The chip connection technology developer demonstrated a 2Gbps (bits-per-second) transfer rate per channel with its QRSL (quad Rambus signaling level) technology. This bumps up the QRSL throughput from the 1.6Gbps level that was first announced in June 2000 -- a level which is expected to be incorporated into RDRAM (Rambus dynamic random access memory) by late 2001, said Kristine Wiseman, a Rambus spokeswoman.
QRSL combines DDR (double-data rate) technology along with multi-level signaling to transfer four bits per clock cycle and ultimately provide throughput from up to four memory sources to the system memory controller at 2Gbps.
One analyst suggests that Rambus' demonstration may have been more of a positioning statement to the industry.
"This announcement is likely to be a result of the pressure from the other vendors that are pushing DDR as a high bandwidth solution," said Cary Snyder, a senior analyst with research firm MicroDesign Resources.
HDTV (high-definition television), game consoles and set-top boxes could be typical applications for RDRAM using the signaling technology, Rambus' Wiseman said.
"It is usually a consumer product which requires increased bandwidth out of the fewest number of devices," Wiseman said. "The reason we say a consumer device is because they don't use connectors or memory modules. It is a non-upgradeable type of appliance. The key is highest bandwidth with fewest devices."
The 1.6Gbps is twice the bandwidth of the RSL (Rambus signaling level) technology found in most RDRAM devices like PCs, workstations and consumer appliances. Also at the ISSCC conference, Rambus demonstrated RSL technology that provides 2.1G-bytes per second (1.1Gbps) of bandwidth from a single device on a Rambus channel.
Despite its high performance, RDRAM has failed to take the PC market by storm. Until Intel last year released its high-end Pentium 4 processor for desktop PCs, which currently can only be used in systems featuring RDRAM, memory makers such as Seoul-based Samsung Electronics, among the early backers of the technology, found the speedy, but costly, memory chips a hard sell.
With Intel's support for the Rambus technology, however, Samsung expects to dedicate as much as 30 per cent of its total DRAM production capacity in 2001 to making RDRAM chips, said Jon Kang, senior vice president of product planning and application engineering in Samsung's memory technology and product division.

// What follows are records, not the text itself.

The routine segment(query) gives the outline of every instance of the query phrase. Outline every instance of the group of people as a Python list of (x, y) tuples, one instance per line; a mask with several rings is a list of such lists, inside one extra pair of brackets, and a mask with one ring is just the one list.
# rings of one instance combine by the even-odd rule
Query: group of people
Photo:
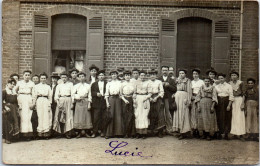
[(105, 71), (89, 67), (90, 76), (73, 68), (69, 73), (42, 73), (23, 79), (12, 74), (3, 90), (3, 138), (49, 139), (50, 137), (146, 138), (174, 135), (179, 139), (241, 139), (258, 141), (258, 89), (256, 80), (239, 80), (213, 68), (200, 78), (193, 69), (162, 66), (161, 76), (134, 68)]

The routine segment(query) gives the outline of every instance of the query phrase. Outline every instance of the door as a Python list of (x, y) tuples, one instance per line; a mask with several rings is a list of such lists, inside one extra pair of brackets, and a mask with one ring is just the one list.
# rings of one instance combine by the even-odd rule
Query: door
[[(211, 67), (212, 21), (200, 17), (178, 20), (176, 67), (191, 70), (200, 68), (202, 73)], [(178, 73), (177, 73), (178, 75)]]

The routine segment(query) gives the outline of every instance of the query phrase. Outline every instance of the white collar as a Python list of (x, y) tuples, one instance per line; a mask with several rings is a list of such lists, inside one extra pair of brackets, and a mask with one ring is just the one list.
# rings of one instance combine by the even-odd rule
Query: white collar
[(9, 89), (7, 86), (5, 87), (5, 90), (8, 95), (14, 95), (13, 90)]

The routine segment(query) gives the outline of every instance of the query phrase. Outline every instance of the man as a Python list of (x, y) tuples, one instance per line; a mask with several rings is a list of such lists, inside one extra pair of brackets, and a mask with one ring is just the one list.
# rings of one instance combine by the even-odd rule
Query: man
[(120, 67), (120, 68), (118, 68), (117, 69), (117, 72), (118, 72), (118, 76), (117, 76), (117, 79), (119, 80), (119, 81), (124, 81), (124, 68), (123, 67)]
[(105, 70), (100, 70), (97, 73), (98, 81), (94, 82), (91, 86), (91, 95), (92, 95), (92, 105), (91, 105), (91, 115), (93, 123), (93, 135), (96, 137), (98, 131), (101, 131), (101, 137), (105, 135), (105, 129), (102, 125), (103, 113), (106, 110), (106, 100), (104, 98), (106, 91), (107, 82), (105, 78)]
[[(35, 85), (39, 84), (40, 83), (39, 75), (37, 75), (37, 74), (33, 75), (32, 82), (34, 82)], [(37, 140), (38, 139), (38, 135), (37, 135), (38, 114), (37, 114), (37, 110), (36, 110), (35, 106), (33, 107), (31, 122), (32, 122), (32, 128), (33, 128), (33, 139)]]
[(33, 128), (32, 128), (32, 108), (33, 108), (33, 99), (32, 99), (32, 91), (35, 84), (31, 81), (30, 70), (25, 70), (23, 72), (23, 80), (18, 81), (16, 86), (16, 93), (18, 94), (17, 100), (20, 109), (20, 132), (24, 137), (29, 141)]
[(90, 71), (89, 83), (93, 84), (97, 80), (97, 72), (99, 71), (99, 68), (94, 64), (92, 64), (89, 67), (89, 71)]
[(77, 83), (79, 83), (80, 81), (77, 78), (79, 71), (76, 68), (72, 68), (70, 70), (70, 82), (73, 83), (73, 85), (76, 85)]
[(18, 82), (20, 77), (19, 77), (19, 74), (13, 73), (10, 75), (10, 78), (13, 78), (16, 82)]
[(58, 74), (66, 71), (66, 68), (62, 65), (62, 59), (57, 59), (57, 64), (54, 67), (54, 71)]
[(73, 84), (68, 81), (66, 72), (60, 74), (62, 84), (57, 85), (54, 100), (57, 102), (53, 130), (65, 134), (67, 139), (71, 138), (73, 129), (72, 89)]
[[(58, 73), (53, 72), (51, 75), (51, 91), (52, 91), (52, 103), (51, 103), (51, 110), (52, 110), (52, 124), (54, 122), (54, 115), (55, 110), (57, 107), (57, 102), (54, 100), (55, 97), (55, 91), (58, 85), (58, 80), (60, 79), (60, 76)], [(52, 134), (54, 134), (54, 131), (52, 131)]]
[(163, 83), (164, 96), (164, 116), (166, 119), (166, 131), (170, 133), (172, 131), (172, 115), (174, 111), (174, 100), (172, 99), (172, 95), (177, 91), (176, 83), (173, 79), (168, 76), (169, 67), (162, 66), (161, 67), (162, 76), (158, 79)]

"As the only memory solution for the Pentium 4, Rambus will ramp very quickly this year," Kang said. Samsung has manufactured RDRAM chips since 1999, but Kang admitted that the company had been "quite disappointed" by the lack of demand until the arrival of the Pentium 4.
Nevertheless, Samsung is also backing DDR SDRAM (synchronous DRAM), a competing high-speed memory technology, which is expected to make up 10 per cent of the company's total DRAM output this year, Kang said, and continue to ramp up quickly next year. RDRAM, however, is likely to remain popular among users requiring the highest-performance desktop computers, he added.